Friday, March 28, 2014

In Which I Ride The Hill and Install New Technology

Bottom of Bowman Woods hill. This is looking west from the east  side of the hlll--it's a much bigger hill. The steep part is around the bend. This is on the afternoon ride, in the morning I climbed the west side of the hill. After taking the picture, I rode up the hill.
The computer, the lights and Francis.

I rode the neighborhood hill this morning as the start of more serious RAGBRAI training. I ride up the MMU hill each morning when I commute, so I get some hill practice—but getting ready for RAGBRAI is not just putting in the time and miles (even if it is mainly putting in the time and miles), but also getting comfortable with a lot of uphill riding.

Which is a minor problem in Cedar Rapids. We’re not exactly a flat part of Iowa, but we’re sure not Dubuque (or Muscatine). There are a fair number of modest rolls in the land, but not many monster hills. And even if this is a relatively short, relatively flat RAGBRAI, don’t let that “relatively” fool you. On certain days there will be plenty of hills.

So there needs to be hills in my practice. Luckily, I live near one of the big hills—the Bowman Woods hill. You head up Brentwood Drive and then Crandall Drive to reach the summit, and it’s pretty good RAGBRAI practice.

I rode up the hill twice today—once in the morning during my ride to the gym, and once in the afternoon.
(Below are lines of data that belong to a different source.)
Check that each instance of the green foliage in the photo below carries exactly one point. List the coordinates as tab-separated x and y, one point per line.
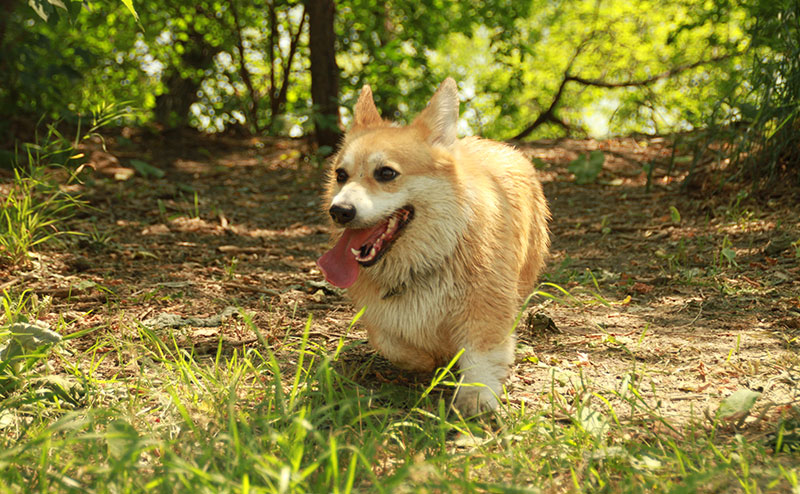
513	79
587	167
33	205
757	118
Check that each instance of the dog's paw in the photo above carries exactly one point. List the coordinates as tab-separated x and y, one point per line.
475	399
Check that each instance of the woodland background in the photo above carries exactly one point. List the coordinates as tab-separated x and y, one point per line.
527	69
164	327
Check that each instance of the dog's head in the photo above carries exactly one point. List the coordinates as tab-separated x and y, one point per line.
394	188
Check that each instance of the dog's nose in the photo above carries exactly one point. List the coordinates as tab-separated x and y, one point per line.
342	214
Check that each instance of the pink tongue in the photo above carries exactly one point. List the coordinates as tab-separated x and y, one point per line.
339	265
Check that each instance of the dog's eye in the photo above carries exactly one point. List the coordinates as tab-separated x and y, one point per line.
385	174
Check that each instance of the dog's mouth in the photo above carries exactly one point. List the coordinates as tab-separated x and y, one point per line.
382	237
362	247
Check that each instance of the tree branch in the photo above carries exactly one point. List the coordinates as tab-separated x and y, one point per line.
550	116
244	74
650	80
280	101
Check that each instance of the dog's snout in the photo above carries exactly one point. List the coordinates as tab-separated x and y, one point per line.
342	214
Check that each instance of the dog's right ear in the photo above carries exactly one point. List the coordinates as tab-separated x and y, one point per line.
365	114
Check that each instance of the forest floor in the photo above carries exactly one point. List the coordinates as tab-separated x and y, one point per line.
692	294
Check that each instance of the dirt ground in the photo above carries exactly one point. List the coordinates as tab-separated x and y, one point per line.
691	294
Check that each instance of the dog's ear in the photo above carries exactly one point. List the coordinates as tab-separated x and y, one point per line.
365	114
440	117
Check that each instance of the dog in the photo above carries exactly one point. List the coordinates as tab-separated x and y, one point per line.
439	238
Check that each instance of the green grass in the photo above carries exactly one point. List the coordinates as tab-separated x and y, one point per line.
136	412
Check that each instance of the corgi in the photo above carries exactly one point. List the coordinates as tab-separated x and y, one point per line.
440	238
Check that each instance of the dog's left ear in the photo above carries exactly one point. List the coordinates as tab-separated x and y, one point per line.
365	114
440	117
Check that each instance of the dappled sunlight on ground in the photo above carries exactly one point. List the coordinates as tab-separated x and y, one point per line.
686	299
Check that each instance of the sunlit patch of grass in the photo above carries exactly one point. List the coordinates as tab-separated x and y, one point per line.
286	417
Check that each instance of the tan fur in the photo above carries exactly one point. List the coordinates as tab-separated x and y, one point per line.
456	276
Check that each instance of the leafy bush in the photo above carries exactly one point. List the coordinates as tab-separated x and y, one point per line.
32	204
758	119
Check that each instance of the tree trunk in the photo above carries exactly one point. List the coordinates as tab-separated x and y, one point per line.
324	72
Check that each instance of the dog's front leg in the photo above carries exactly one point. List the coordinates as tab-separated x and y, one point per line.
400	352
483	372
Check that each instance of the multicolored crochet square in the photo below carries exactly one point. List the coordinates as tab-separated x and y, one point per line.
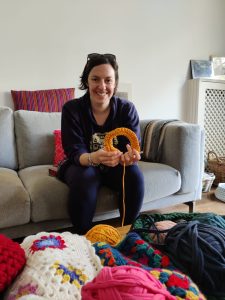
12	260
58	265
42	100
134	251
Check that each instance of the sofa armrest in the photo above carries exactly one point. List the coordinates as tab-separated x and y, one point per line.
183	149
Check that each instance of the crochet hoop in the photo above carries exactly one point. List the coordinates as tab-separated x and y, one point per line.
108	141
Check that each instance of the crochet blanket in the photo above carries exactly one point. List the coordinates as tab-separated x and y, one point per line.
58	265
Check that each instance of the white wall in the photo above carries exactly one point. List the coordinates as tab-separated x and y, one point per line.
44	43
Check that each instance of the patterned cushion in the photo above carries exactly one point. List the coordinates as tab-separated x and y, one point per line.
42	100
59	152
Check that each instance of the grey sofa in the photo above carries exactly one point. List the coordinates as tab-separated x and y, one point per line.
32	201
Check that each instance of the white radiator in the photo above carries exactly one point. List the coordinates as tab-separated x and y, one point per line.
206	106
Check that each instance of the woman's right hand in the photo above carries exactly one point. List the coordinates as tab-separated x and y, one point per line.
107	158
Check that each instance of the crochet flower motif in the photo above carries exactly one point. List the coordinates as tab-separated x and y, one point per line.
24	290
50	241
70	274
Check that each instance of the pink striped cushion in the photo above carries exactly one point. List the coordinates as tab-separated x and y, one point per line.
42	100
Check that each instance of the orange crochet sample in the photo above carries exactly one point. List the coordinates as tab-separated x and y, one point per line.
104	233
108	141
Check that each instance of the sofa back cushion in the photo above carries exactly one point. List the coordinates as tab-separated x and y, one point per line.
35	137
8	157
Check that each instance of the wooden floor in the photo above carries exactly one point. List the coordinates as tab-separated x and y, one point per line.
209	203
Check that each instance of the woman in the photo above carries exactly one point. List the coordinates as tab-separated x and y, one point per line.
85	121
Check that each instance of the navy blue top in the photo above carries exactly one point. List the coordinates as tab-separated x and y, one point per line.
81	133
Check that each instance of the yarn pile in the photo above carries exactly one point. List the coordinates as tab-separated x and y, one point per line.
12	260
198	249
125	282
134	251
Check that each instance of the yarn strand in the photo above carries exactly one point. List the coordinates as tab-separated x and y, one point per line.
123	185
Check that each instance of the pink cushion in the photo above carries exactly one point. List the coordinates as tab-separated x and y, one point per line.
12	260
59	152
42	100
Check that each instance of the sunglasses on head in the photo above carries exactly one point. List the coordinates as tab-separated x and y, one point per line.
98	55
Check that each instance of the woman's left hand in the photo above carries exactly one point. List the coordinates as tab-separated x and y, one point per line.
130	157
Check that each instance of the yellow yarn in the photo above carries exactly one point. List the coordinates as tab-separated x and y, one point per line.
108	146
104	233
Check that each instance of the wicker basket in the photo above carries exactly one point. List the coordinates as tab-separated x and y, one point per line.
216	165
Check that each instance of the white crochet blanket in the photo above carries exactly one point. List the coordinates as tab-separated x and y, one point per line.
58	265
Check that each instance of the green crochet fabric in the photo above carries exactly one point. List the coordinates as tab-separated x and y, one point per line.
145	221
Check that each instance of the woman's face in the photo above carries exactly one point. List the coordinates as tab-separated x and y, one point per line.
101	84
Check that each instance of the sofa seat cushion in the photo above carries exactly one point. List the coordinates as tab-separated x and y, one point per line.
34	137
14	200
48	195
160	180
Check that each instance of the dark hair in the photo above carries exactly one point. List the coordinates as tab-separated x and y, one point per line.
96	59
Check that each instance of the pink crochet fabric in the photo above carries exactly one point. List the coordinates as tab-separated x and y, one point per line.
125	282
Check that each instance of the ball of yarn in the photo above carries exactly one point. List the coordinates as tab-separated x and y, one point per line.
12	259
124	282
104	233
198	249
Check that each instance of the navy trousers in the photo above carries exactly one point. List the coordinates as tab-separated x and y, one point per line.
84	183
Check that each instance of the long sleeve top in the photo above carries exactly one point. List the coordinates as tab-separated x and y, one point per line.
81	133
More on that ride soon.

The ride up the hill actually felt pretty good. My RAGBRAI legs from last year aren’t totally gone. And it has me thinking—is this the year? Once in my RAGBRAI career, I want to do it.

The 100-mile loop. Maybe in 2014? I’m not sure, but I’m thinking about it.
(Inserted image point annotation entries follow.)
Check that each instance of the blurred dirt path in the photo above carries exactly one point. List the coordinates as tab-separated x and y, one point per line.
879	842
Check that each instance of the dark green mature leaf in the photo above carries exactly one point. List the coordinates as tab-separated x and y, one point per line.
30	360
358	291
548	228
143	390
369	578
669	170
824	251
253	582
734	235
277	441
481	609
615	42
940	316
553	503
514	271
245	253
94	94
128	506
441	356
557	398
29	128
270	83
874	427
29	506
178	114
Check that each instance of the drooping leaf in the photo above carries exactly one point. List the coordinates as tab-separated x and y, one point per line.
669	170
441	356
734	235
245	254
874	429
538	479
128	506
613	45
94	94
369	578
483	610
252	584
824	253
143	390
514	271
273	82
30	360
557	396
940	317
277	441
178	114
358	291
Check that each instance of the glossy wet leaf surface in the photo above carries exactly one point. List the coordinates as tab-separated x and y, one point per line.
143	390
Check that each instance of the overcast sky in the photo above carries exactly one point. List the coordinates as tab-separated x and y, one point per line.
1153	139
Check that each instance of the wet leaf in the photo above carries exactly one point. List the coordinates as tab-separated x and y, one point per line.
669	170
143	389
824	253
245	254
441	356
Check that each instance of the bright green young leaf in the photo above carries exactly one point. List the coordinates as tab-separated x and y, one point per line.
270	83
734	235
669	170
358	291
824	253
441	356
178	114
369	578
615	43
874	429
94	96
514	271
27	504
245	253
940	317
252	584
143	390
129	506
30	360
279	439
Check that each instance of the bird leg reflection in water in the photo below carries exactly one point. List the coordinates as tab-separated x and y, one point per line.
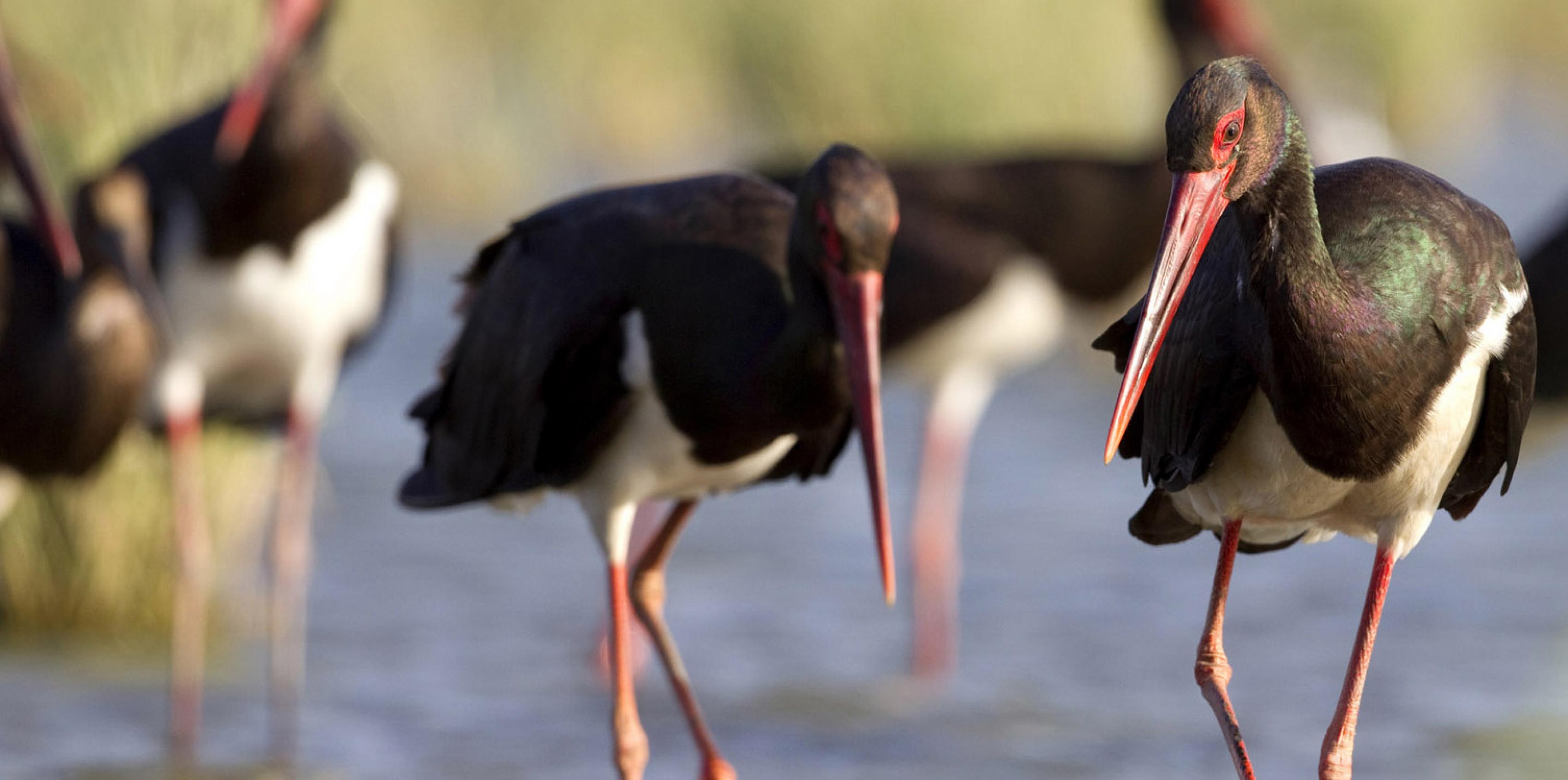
648	594
1341	737
1213	671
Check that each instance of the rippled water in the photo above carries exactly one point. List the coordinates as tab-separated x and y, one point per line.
457	645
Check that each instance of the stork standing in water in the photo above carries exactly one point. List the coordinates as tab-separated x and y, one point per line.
272	239
77	344
1354	352
667	343
998	258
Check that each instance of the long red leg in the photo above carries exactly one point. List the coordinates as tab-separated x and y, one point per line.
291	553
194	553
1341	738
956	412
643	528
648	595
1213	669
631	741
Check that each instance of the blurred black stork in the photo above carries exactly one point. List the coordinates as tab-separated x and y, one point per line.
996	258
1547	269
270	234
1357	350
77	344
667	341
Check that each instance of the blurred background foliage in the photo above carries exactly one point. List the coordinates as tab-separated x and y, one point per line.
491	106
Anyway, we had to take our van in for service today, and while we were waiting for the work be be done, we did a little shopping. I picked up a new bike computer and some spoke lights.

At around 5, I decided to install the new computer. It took about 30 minutes, and when I got all done, I decided to go for a ride. And the computer didn’t register anything—would not detect the motion of the bike.

Well, I’m sure 100 percent of you bikers know what the problem was. I needed to move the magnet and detector closer together. I fiddled with it several times in the first half-mile of my ride, and by the time I got to the corner of C Avenue and Blairs Ferry, the computer was working.

It’s not has fancy as one I lost—it has no thermometer, for example. But it’s bigger, and my old eyes will appreciate that.

And I never used the old one for the thermometer anyway. What do you think, blog fans? Should the new computer record a 100-mile ride this summer?
Installation done, ready for ride, or so I thought. It took some playing before the new computer would register the motion of the bike, but eventually I got it working.